Moscow is more concerned to resolve Syria’s years-long crisis, and if there is a power to make a difference in the country it is Russia, not the United States, says a political commentator.
“I think the Russians have been more concerned. They see the madness of the whole drive to oust [Syrian President] Bashar al-Assad,” Tim King, founder and editor of Global News Network, said in an interview on Friday.
“This radical ISIL group just needs to be countered somehow and the Americans did nothing but bring it into fruition,” he noted.
“Russians have more resolve and I think that it’s possible they could really make a difference,” he said.
He made the remarks when asked to comment on a statement from White House spokesman Josh Earnest that Washington “remains open to tactical, practical discussions” with Russia over the fight against the Daesh (ISIL) terrorist group in Syria.
The US says Russia has sent artillery units and tanks to an airport in Syria’s western province of Latakia, along with dozens of personnel and temporary housing units for hundreds more.
At least seven giant Russian Antonov An-124 military transport aircraft have taken off from a base in Russia during the past week to transport equipment to Syria, The New York Times reported, citing US officials.
“The Russian intervention is very interesting at this point, it’s happening and it’s underway, and Americans maybe can learn a lesson from this; after having created this whole mess” by supporting in the militants fighting against the Syrian government, King told Press TV.

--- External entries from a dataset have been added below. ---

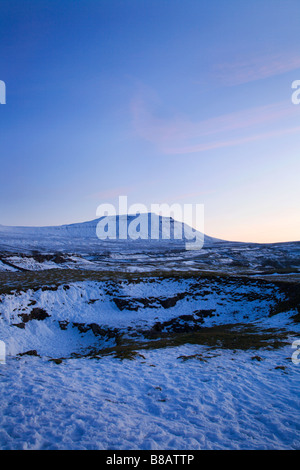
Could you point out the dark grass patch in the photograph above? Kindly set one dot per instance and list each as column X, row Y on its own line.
column 231, row 337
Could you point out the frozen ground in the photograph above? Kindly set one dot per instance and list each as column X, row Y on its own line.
column 122, row 346
column 217, row 400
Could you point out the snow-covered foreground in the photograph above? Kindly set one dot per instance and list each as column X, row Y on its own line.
column 217, row 400
column 175, row 362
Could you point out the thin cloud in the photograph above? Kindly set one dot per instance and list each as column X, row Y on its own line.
column 256, row 68
column 179, row 134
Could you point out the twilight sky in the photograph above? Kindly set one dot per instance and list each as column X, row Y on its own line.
column 165, row 101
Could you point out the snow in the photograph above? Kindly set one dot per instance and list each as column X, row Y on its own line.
column 64, row 295
column 158, row 401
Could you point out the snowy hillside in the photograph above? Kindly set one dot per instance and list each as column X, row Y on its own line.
column 125, row 344
column 82, row 237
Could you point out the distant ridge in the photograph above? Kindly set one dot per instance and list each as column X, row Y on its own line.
column 82, row 237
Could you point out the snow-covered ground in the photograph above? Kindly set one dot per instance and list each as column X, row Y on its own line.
column 147, row 346
column 220, row 400
column 189, row 396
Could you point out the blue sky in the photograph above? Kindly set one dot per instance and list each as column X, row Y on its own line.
column 164, row 101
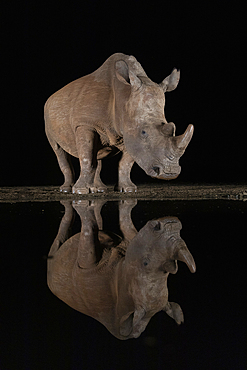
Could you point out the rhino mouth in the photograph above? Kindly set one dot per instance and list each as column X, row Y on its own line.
column 164, row 173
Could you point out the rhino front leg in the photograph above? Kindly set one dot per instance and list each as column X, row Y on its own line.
column 89, row 241
column 124, row 169
column 86, row 148
column 64, row 161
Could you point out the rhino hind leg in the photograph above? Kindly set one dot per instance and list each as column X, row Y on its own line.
column 64, row 161
column 86, row 144
column 124, row 182
column 98, row 184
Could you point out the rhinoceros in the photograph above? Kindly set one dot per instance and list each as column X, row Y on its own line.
column 116, row 108
column 121, row 283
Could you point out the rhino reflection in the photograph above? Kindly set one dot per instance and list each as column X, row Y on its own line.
column 121, row 282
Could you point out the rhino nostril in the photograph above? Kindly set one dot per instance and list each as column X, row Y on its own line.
column 157, row 170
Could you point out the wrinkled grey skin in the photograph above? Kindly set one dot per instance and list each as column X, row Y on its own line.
column 121, row 283
column 116, row 108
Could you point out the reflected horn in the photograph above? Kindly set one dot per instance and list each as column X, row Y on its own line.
column 182, row 254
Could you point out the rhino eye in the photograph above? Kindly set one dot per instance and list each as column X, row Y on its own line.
column 144, row 133
column 146, row 261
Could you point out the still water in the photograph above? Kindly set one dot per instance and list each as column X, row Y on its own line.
column 40, row 331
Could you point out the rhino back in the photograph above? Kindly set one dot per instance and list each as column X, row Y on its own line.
column 85, row 101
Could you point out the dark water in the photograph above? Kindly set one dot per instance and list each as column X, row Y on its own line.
column 39, row 331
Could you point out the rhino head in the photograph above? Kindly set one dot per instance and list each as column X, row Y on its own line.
column 148, row 137
column 151, row 255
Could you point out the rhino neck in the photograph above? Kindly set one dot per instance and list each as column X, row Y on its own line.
column 121, row 95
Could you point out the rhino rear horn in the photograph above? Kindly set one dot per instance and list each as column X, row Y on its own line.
column 170, row 82
column 182, row 141
column 183, row 254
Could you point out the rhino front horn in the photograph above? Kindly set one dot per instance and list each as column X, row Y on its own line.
column 182, row 141
column 185, row 256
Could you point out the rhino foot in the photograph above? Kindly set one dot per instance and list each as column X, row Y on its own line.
column 127, row 189
column 65, row 189
column 87, row 190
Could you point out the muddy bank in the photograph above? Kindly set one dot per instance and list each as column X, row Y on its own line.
column 145, row 192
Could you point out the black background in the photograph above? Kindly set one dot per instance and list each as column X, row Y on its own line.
column 46, row 45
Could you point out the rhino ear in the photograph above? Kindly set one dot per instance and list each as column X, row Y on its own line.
column 122, row 71
column 134, row 81
column 170, row 82
column 175, row 312
column 171, row 266
column 131, row 322
column 169, row 129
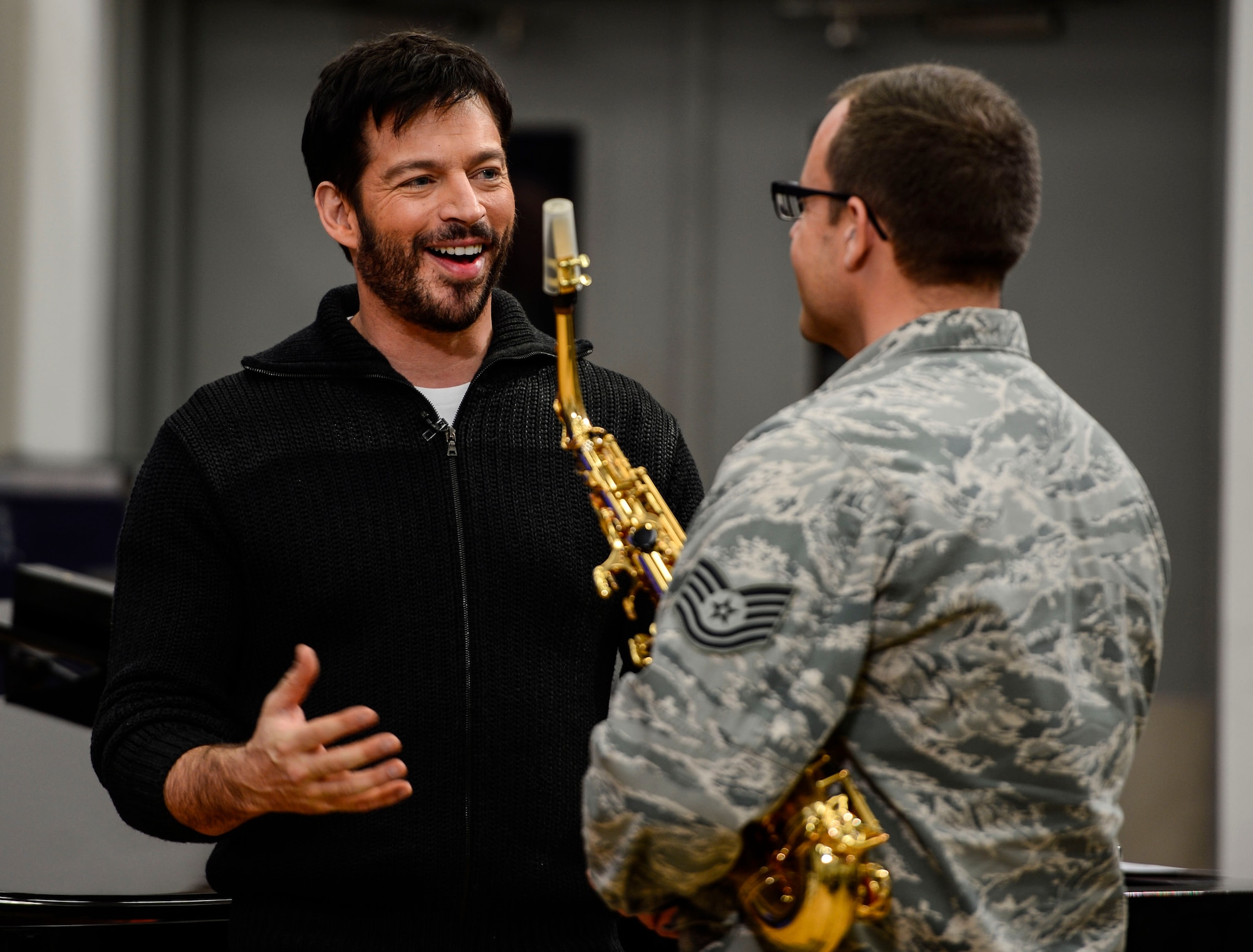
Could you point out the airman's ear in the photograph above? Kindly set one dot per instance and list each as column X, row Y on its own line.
column 338, row 216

“It is so completely important to the US government and Israel of course to have a regime change” in Syria, he said.
Syria has been gripped by deadly violence since March 2011. More than 230,000 people have reportedly been killed and millions displaced due to the violence mainly fueled by the foreign-sponsored militants.
The United States and its regional allies — especially Qatar, Saudi Arabia and Turkey — have been supporting the militants operating inside Syria since the beginning of the crisis.